During interactions with Indian government officials and experts in New Delhi, the Indian side explained its balanced position over the issue and conveyed that they are not blocking any process in finding a solution to the Rohingya crisis.
"It's not true that India isn't with Bangladesh over Rohingya issue. Things need to be done in a safe, secure and sustainable manner,” an official told UNB.
Observer Research Foundation (ORF) senior fellow Dr Joyeeta Bhattacharjee said she strongly believes that the Rohingya crisis needs a permanent and sustainable solution.
But, she said, they will have to deal with realities on the ground and lots need to be done. "Efforts are there but not enough yet."
Joyeeta mentioned that India is also working in Rakhine State as it shares huge border with Myanmar.
Former Foreign Secretary of Bangladesh Md Touhid Hossain recently said Rohingya issue remains one of the biggest challenges for the government of Bangladesh as what he says China, India, Russia, even Japan are not with Bangladesh on the issue.
However, Joyeeta said India's intention is very clear and there have always been efforts to find a sustainable solution to the Rohingya crisis.
Indian Foreign Secretary Harsh Vardhan Shringla said there is often interest and sometimes “uninformed speculation” about their position on the humanitarian crisis in Rakhine State of Myanmar, and its impact upon Bangladesh.
India says it is deeply appreciative of the spirit of humanism that motivated Bangladesh to offer shelter to nearly one million displaced people. "And we fully recognise and sympathise with the enormous burden that you’re facing."
During his recent visit to Bangladesh, Shringla said as the only country that is an actual neighbour of both Bangladesh and Myanmar, they are committed to offering the fullest support for any mutually-acceptable solution that will enable the earliest possible return of displaced persons to their homes in Rakhine State and to a life of dignity.

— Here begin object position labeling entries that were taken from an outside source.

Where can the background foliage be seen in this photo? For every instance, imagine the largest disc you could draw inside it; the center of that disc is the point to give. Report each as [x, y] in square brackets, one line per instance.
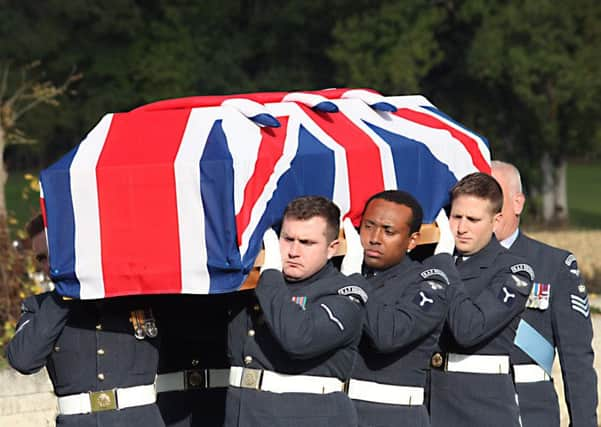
[523, 73]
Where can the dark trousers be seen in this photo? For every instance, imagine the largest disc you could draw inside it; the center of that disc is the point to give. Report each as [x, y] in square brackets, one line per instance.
[383, 415]
[193, 408]
[461, 399]
[253, 408]
[139, 416]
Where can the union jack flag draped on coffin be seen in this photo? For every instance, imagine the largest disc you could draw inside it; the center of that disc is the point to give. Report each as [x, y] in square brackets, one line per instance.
[174, 197]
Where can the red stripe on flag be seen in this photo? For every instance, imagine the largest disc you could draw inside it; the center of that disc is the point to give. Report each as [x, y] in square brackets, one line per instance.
[468, 142]
[361, 154]
[271, 149]
[137, 203]
[43, 211]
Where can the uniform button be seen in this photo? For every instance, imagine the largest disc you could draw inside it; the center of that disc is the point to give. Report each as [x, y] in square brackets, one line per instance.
[437, 360]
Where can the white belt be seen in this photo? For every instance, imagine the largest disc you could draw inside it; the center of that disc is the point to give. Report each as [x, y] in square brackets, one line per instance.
[478, 364]
[385, 393]
[192, 379]
[274, 382]
[529, 374]
[106, 400]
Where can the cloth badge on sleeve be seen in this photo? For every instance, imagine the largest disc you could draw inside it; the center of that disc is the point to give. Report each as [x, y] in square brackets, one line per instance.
[302, 301]
[539, 296]
[435, 286]
[506, 296]
[423, 300]
[523, 267]
[355, 292]
[435, 272]
[580, 304]
[571, 259]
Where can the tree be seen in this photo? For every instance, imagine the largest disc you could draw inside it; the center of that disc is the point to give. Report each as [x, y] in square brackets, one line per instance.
[390, 48]
[545, 54]
[18, 96]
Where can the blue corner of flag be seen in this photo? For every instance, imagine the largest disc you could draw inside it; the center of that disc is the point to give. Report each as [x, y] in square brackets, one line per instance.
[266, 120]
[326, 107]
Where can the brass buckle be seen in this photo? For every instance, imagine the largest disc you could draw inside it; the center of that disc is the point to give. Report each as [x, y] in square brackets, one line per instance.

He said that this should be done in a manner that is “safe, secure and sustainable”.
India provided five tranches of aid to the camps in Cox’s Bazar through the government of Bangladesh, and are ready to do more.
“In parallel, we’re investing in the socio-economic development of the Rakhine area, including housing, so that there’s an incentive not only for people to return, but also for all communities to focus on cooperative solutions for economic development, rather than compete for limited resources,” said the Indian Foreign Secretary.
India made it clear that they are consistent in their interventions with the government of Myanmar at all levels, on the importance of closing IDP camps, facilitating socio-economic development projects, and in offering a conducive environment to encourage displaced persons to return to their homes in Myanmar from Bangladesh.
In other words, Shringla said, there is no difference between India and Bangladesh on the way forward in addressing this major humanitarian problem.
“All we suggest in this regard is that we encourage diverse stakeholders to lower the rhetoric and find practical and pragmatic solutions, bearing in mind that the priority is finding a fair and dignified humanitarian outcome,” he said.
Bangladesh is hosting over 1.1 million Rohingyas in Cox's Bazar district and most of them entered Bangladesh since August 25, 2017 amid military crackdowns in Rakhine State.